Rafael Moneo, qui a remporté le Prix Pritzker, a donné au pays la plus prestigieuse galerie du 21e siècle, plus tôt cette année. L’extension du Prado à Madrid, pour un montant de £100m, défie par sa brillance subtile. Au-delà de sa qualité de bâtiment municipal dans son apparence extérieure, c’est à l’intérieur que la magie opère. Cet aménagement à l’austérité non ostentatoire, parle de travail de la matière et de solidité, tandis que l’art lui-même dispose d’une nouvelle plateforme, digne et rassurante.

Mais Madrid ne relègue pas pour autant au second plan son autre grand musée principal, le Museo Nacional Centro de Arte, dont Jean Nouvel a dessiné l’extension inaugurée en 2005. Son côté le plus étonnant et innovant est sans doute le deltaplane troué qui flotte au-dessus de l’atrium central, une aire ouverte au public à partir de laquelle on bénéficie d’une superbe vue sur la ville.

De retour à Valencia, l’Institut Valencia d’Art Modern s’aligne sur ces bâtiments qui ont opté pour des extensions. Les architectes japonais Kazuyo Seijima et Nishizawa ont ajouté un auditorium, un restaurant et des bureaux qui seront baignés dans la blancheur, ouverts à la lumière, au vent et même à la pluie.

L’Espagne secoue réellement son environnement urbain, avec une large touche d’imagination.

NL » Het nieuwe gezicht van Spanje

Frank Gehry’s Guggenheim Bilbao bezorgde de stad een volkomen nieuw aanzicht. En het viert nu zijn tiende verjaardag! Het museum maakte zijn land opnieuw bewust van de vele mogelijkheden op het vlak van architecturale experimenten, nieuwe ontwikkelingen en vraagstellingen.
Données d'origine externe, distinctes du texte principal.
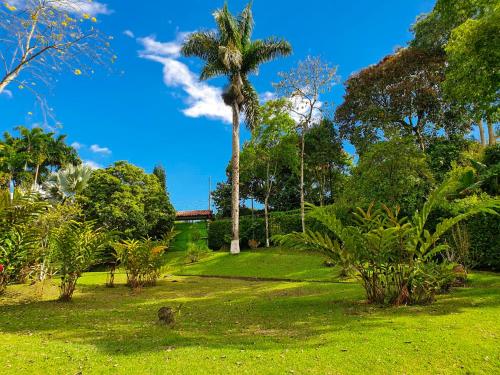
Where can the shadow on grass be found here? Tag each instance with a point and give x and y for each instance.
(223, 314)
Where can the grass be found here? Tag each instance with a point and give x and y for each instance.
(261, 263)
(247, 327)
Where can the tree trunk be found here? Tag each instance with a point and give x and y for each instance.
(266, 218)
(37, 171)
(235, 198)
(482, 138)
(420, 139)
(302, 199)
(492, 139)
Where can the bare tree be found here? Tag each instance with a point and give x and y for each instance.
(42, 37)
(304, 85)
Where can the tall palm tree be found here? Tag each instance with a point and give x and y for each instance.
(68, 182)
(230, 52)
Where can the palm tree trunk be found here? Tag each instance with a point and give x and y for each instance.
(266, 218)
(492, 139)
(302, 199)
(235, 198)
(37, 170)
(480, 125)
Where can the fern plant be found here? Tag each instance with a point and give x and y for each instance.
(75, 247)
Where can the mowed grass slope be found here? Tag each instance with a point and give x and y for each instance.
(243, 327)
(271, 263)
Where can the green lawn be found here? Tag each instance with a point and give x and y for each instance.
(262, 263)
(246, 327)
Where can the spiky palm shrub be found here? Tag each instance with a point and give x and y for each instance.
(394, 257)
(230, 52)
(75, 247)
(66, 183)
(143, 259)
(19, 236)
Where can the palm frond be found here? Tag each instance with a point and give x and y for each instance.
(202, 44)
(250, 104)
(246, 23)
(213, 69)
(228, 27)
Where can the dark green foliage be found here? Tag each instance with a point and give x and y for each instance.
(442, 152)
(483, 231)
(161, 174)
(394, 256)
(394, 172)
(34, 154)
(124, 198)
(326, 164)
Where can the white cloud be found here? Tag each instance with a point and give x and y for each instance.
(267, 96)
(6, 93)
(92, 164)
(203, 100)
(76, 145)
(100, 150)
(129, 33)
(153, 47)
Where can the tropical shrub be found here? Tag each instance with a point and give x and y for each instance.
(75, 247)
(395, 257)
(393, 172)
(19, 235)
(195, 252)
(142, 259)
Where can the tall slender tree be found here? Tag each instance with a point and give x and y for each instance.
(230, 52)
(304, 85)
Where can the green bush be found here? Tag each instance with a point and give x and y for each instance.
(483, 231)
(195, 252)
(142, 260)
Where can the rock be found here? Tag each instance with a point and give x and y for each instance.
(166, 315)
(329, 264)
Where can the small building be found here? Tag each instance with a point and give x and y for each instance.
(197, 215)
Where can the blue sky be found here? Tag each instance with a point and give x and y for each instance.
(151, 109)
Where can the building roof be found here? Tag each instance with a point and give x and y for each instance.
(194, 214)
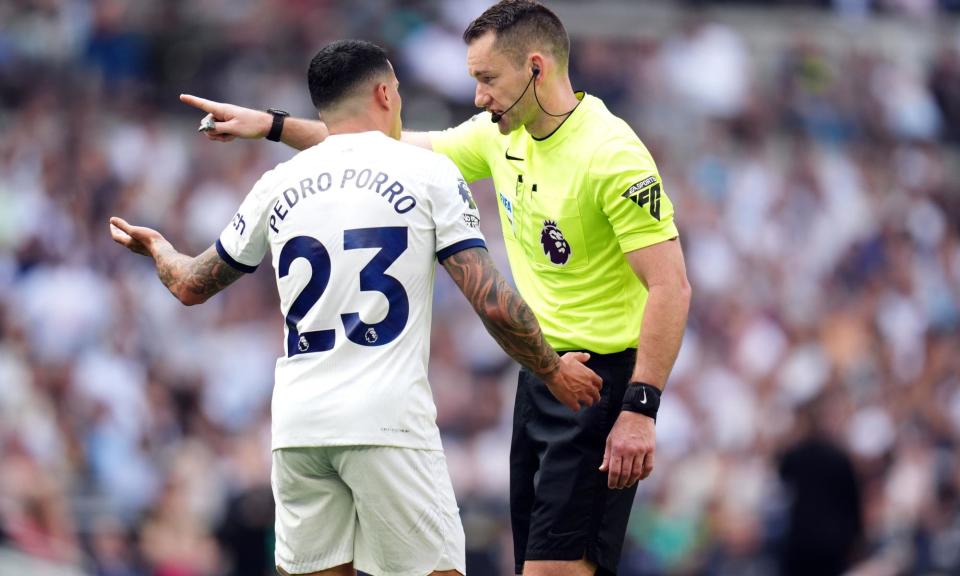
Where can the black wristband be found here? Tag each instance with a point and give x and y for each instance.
(277, 128)
(642, 399)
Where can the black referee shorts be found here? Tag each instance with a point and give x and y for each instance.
(560, 506)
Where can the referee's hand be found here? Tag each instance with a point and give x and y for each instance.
(573, 384)
(628, 457)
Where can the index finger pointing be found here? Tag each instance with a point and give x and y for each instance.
(201, 103)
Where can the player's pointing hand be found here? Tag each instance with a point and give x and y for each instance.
(573, 384)
(224, 122)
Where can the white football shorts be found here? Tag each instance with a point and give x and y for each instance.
(389, 510)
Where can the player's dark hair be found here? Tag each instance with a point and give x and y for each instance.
(522, 26)
(342, 66)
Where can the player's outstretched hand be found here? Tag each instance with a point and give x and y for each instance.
(628, 457)
(136, 238)
(229, 121)
(573, 384)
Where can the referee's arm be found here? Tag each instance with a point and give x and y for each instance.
(631, 444)
(662, 271)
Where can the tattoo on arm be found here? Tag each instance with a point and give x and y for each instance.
(505, 315)
(193, 280)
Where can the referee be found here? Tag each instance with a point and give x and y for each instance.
(594, 251)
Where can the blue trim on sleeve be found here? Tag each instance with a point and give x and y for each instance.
(233, 263)
(460, 246)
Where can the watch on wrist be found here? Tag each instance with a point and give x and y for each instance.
(277, 128)
(642, 398)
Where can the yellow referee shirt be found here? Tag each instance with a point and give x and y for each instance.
(571, 205)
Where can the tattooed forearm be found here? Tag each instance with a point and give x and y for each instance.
(506, 316)
(193, 280)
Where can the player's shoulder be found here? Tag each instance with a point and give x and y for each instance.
(427, 165)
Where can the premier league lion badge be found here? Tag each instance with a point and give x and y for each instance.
(554, 244)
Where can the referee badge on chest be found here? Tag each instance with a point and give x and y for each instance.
(554, 244)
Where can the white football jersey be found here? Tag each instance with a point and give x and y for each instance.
(355, 226)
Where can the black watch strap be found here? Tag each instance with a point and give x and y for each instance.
(277, 128)
(642, 398)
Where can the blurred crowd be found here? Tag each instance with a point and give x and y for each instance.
(815, 406)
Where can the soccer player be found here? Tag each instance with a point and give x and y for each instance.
(354, 227)
(594, 250)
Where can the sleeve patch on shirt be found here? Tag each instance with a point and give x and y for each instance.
(466, 195)
(645, 193)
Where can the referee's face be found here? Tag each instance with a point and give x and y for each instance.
(500, 83)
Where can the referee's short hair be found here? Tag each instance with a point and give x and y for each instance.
(522, 26)
(341, 67)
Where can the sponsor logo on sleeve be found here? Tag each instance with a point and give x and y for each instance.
(465, 194)
(645, 193)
Neem nu Valencia. Burgemeester Rita Barbara en architect Santiago Calatrava volgden het voorbeeld van Gehry door hun stad nieuw leven in te blazen. Valencia’s City of Arts and Sciences is gewijd aan wetenschappelijke en culturele vernieuwing. De 10 gebouwen van het complex zijn zo ontworpen dat ze een ontdekkingstocht stimuleren in een ontspannen sfeer en museums van hun stoffige imago bevrijden.

De winnaar van de Pritzker Prize,Rafael Moneo, bezorgde het land eerder dit jaar zijn bekendste galerie van de 21ste eeuw. De uitbouw van Madrids Prado ter waarde van zo’n 150 miljoen euro is een staaltje van onvervalste genialiteit. Eens voorbij het stedelijke karakter van de buitenmuren wordt de magie aan de bezoeker geopenbaard. Uit de ongecompliceerde plechtstatigheid van de uitbouw straalt vakmanschap en robuustheid, terwijl de kunst zelf een nieuw, overtuigend bescheiden platform kreeg.

Madrid zag ook haar andere grote galerie, de Museo Nacional Centro de Arte, niet over het hoofd. De uitbouw daarvan van de hand van Jean Nouvel werd voltooid in 2005. Het meest verbluffende en vernieuwende aspect hier is misschien wel de weerspiegelende bedekking die boven het centrale atrium ”zweeft”, waardooreen publieke ruimte werd gecreëerd met een prachtig uitzicht over de stad.

Ondertussen, terug in Valencia, is het Institut Valencia d’Art Modern klaar voor zijn eigen uitbreiding. De Japanse architecten Kazuyo Seijima en Nishizawa tekenden een extra auditorium, restaurant en kantoren die zullen baden in wit, en die licht, wind en zelfs regen zullen binnenlaten.

Spanje pakt eindelijk de problemen in zijn steden aan en niet zonder verbeelding!